#2006 CircMTND5 participated in tubulointerstitial fibrosis progression of lupus nephritis by binding with A1CF

Abstract

Abstract Background and Aims lupus nephritis (LN) is the most common and severe complication of systemic lupus erythematosus (SLE). CircRNA MTND5 participated in the pathogenesis of LN by sponging miR6812. However, it remains unclear what RNA binding role of circMTND5 play in LN. We aim to investigate whether circMTND5 can interact with RBP in the development and progression in LN, and to clarify the corresponding mechanisms. Method A1CF, a RNA binding protein, E-cadherin, α-SMA, TGF-β, and Fibronectin were analyzed by immunohistochemistry on paraffin-embedded section of LN patients and NC kidney tissues. The above parameters and circMTND5 were also examined in Fcgr2b-/- spontaneous LN mice kidneys by Western blotting and qPCR. In human kidney (HK) -2 cells, the binding of circMTND5 to A1CF protein was examined by RNA immunoprecipitation (RIP) assay. After knockdown in HK-2 cells and overexpression in hTGF-β stimulated HK-2 cells, we examined the all above indices. Results the expression of A1CF was down-regulated in the kidneys of LN patients and was localized in tubular epithelial cells. E-cadherin was down-regulated while α-SMA was up-regulated. The expression of circMTND5 was down-regulated in kidneys of Fcgr2b-/- spontaneous LN mice.

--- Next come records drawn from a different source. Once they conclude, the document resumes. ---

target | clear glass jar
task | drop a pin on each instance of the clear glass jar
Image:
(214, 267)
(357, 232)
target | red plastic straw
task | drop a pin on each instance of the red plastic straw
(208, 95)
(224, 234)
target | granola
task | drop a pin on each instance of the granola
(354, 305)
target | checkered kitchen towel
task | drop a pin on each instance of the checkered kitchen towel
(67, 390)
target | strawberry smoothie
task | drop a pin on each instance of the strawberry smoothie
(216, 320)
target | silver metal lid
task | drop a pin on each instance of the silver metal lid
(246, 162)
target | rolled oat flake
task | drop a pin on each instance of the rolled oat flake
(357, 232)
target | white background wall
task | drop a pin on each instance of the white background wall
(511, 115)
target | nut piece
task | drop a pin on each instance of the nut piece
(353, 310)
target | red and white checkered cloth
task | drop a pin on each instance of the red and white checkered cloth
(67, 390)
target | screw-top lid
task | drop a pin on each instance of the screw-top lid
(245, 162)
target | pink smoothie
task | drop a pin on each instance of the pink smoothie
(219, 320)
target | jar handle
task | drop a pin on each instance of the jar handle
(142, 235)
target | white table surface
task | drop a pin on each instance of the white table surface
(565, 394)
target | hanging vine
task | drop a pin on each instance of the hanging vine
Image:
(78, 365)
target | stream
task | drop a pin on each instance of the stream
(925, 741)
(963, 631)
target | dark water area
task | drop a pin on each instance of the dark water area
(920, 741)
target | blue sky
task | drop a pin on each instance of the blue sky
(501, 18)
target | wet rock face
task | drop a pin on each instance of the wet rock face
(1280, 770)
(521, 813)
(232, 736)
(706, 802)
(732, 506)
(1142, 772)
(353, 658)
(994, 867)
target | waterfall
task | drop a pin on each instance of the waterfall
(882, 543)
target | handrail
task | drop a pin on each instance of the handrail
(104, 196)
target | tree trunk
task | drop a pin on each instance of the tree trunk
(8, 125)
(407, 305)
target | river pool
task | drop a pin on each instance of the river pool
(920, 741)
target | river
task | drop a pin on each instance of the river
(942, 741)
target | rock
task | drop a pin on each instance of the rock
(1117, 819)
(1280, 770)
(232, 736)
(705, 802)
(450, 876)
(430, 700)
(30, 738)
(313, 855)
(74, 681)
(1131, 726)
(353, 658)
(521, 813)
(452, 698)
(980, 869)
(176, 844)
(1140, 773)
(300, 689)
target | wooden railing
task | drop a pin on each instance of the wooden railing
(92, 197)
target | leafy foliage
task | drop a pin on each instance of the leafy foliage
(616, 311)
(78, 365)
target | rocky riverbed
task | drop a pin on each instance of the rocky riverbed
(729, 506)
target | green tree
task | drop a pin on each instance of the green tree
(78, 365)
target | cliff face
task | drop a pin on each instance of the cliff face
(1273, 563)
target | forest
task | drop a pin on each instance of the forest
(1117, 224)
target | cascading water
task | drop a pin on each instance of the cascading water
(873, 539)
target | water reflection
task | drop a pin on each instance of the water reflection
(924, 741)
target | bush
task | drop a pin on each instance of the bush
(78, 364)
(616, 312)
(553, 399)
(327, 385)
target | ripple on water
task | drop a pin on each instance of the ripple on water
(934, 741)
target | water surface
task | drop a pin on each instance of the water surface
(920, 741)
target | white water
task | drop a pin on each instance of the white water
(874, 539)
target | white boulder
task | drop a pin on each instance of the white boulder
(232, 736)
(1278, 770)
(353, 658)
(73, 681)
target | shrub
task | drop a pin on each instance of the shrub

In HK-2 cells, the binding of circMTND5 to A1CF was confirmed by RIP. A1CF and E-cadherin were down-regulated, while α-SMA, TGF-β and FN were up-regulated in HK-2 cells with knockdown of circMTND5. The overexpression of circMTND5 reverted the changes of the those above parametered induced by hTGF-β in both mRNA and proteins levels. Conclusion The expression level of circMTND5 in renal tissue of LN mice was downregulated. CircMTND5 might play an important role in tubulointerstitial fibrosis of lupus nephritis by binding with A1CF protein.